I have joined a few communities recently, including the writing group which I know I have mentioned. I've made some really amazing cancer friends (online, of course *thanks quarantine*). I've been learning from my co-conspirators in this terrible club we are all members of, and I've been able to take better care of my mental health this way. Before, I thought I was too fragile and too afraid to have cancer friends. But even with all the different stages and types of cancer, we are all sharing valuable experiences, even if they are often incredibly unpleasant.

Let's talk mental health. From the beginning, I knew I would need help. If you have a cold, you take Dayquil, right? There's no shame in taking some medicine to stop the flow of boogies and constant sneezing. You might even pop some extra vitamin C to hopefully prevent the flu or some sinus infection from taking you out. I know enough about myself to know that I am predisposed to depression and anxiety, so from the beginning, I knew I would need chemical help to make it through all of this. I'm not ashamed to say that I am on anti-depressants and anti-anxiety pills and even birth control pills to keep my brain chemistry and hormones evened out and relatively balanced.

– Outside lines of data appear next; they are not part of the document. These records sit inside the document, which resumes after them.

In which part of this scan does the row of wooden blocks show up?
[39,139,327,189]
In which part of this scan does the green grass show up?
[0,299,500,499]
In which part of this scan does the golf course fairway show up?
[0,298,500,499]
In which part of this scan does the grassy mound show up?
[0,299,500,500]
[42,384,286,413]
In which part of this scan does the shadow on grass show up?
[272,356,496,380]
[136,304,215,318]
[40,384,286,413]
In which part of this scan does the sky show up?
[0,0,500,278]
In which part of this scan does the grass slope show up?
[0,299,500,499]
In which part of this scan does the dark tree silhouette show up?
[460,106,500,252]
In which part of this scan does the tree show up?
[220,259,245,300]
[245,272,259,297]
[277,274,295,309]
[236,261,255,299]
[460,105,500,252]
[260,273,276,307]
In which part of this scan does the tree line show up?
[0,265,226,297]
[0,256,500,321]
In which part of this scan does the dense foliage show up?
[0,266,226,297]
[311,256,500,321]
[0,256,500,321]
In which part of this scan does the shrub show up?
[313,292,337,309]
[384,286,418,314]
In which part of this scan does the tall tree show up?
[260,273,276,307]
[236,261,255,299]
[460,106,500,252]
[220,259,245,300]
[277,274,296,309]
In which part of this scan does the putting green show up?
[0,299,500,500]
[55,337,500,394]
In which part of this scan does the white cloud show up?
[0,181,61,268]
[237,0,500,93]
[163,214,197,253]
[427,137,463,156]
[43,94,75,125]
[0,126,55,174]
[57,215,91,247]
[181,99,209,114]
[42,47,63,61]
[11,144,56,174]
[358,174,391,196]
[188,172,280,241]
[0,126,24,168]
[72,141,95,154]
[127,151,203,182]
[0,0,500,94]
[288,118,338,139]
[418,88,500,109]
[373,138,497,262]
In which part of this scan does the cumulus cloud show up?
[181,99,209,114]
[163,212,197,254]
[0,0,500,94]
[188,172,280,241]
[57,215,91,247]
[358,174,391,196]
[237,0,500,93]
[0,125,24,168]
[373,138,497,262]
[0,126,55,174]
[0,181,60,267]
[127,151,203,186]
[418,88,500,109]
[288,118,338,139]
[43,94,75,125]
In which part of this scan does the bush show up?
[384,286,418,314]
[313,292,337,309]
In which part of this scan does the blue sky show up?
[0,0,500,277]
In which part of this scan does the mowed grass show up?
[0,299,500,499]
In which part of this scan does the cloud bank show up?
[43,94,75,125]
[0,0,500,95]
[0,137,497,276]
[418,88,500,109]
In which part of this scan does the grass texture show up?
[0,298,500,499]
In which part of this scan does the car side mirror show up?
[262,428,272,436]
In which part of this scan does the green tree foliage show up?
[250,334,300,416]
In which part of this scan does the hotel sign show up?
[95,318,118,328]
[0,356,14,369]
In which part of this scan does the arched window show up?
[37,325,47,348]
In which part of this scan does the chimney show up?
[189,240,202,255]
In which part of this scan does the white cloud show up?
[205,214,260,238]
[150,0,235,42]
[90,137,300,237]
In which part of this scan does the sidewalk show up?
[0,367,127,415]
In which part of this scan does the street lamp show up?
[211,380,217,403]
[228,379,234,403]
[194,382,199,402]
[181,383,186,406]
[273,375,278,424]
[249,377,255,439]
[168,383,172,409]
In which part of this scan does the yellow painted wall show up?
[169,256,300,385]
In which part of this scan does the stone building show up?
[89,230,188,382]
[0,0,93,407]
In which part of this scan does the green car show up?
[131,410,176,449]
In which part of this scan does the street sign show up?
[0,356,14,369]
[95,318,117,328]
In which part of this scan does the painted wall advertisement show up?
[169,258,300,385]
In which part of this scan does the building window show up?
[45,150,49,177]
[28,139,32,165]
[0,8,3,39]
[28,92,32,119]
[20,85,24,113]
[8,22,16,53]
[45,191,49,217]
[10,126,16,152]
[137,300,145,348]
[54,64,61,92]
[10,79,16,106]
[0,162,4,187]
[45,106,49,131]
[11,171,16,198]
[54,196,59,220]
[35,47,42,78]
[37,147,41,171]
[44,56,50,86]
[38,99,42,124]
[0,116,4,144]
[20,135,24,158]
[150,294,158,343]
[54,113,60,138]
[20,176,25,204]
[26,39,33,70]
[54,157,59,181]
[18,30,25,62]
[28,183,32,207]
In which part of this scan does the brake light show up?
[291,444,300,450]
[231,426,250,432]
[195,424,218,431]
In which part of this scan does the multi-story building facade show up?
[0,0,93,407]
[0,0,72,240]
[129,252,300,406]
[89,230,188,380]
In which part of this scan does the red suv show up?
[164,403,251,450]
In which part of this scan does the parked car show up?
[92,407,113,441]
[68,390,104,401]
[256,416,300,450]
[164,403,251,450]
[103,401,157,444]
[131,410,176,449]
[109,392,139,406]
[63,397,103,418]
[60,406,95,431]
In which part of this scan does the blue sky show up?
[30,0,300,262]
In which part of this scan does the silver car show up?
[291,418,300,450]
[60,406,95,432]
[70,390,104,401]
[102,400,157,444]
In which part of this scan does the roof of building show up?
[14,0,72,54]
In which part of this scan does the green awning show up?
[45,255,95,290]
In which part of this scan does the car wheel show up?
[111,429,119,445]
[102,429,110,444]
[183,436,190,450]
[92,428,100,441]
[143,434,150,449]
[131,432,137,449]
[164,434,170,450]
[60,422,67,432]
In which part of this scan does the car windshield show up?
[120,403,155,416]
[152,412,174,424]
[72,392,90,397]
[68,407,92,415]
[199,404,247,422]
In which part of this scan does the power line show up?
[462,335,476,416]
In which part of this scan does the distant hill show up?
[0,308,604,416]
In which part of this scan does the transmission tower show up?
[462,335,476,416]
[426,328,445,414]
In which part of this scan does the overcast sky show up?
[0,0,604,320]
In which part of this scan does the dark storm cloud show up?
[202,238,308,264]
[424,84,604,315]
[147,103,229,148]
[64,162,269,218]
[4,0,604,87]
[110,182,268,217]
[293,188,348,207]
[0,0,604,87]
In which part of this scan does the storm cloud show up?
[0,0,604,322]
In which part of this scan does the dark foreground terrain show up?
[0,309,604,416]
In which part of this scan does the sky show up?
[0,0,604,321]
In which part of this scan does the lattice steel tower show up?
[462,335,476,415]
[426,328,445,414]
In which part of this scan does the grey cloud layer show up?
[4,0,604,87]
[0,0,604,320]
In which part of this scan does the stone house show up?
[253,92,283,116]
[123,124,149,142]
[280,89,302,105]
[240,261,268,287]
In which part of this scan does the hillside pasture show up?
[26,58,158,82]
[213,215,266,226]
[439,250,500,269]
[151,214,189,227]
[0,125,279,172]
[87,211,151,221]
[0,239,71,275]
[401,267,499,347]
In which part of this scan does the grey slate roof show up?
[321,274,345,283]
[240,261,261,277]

So when this all started, I got into regular talk therapy and also tried music therapy. Neither of these was quite the right fit for me. That doesn't mean that therapy doesn't work, but for me, I needed something different.

The wild thing that I truly never expected was my cancer writing group to be more beneficial for my overall mental health and stability than so-called real therapy would be. I've always been a reader, and I've always written when my feelings overwhelmed me; somehow I never realized the connection between the emotion and the release/acceptance of how I was feeling.

Anyway, if you just wanted a regular cancer update: still have it, chemo sucks, blah. Good times.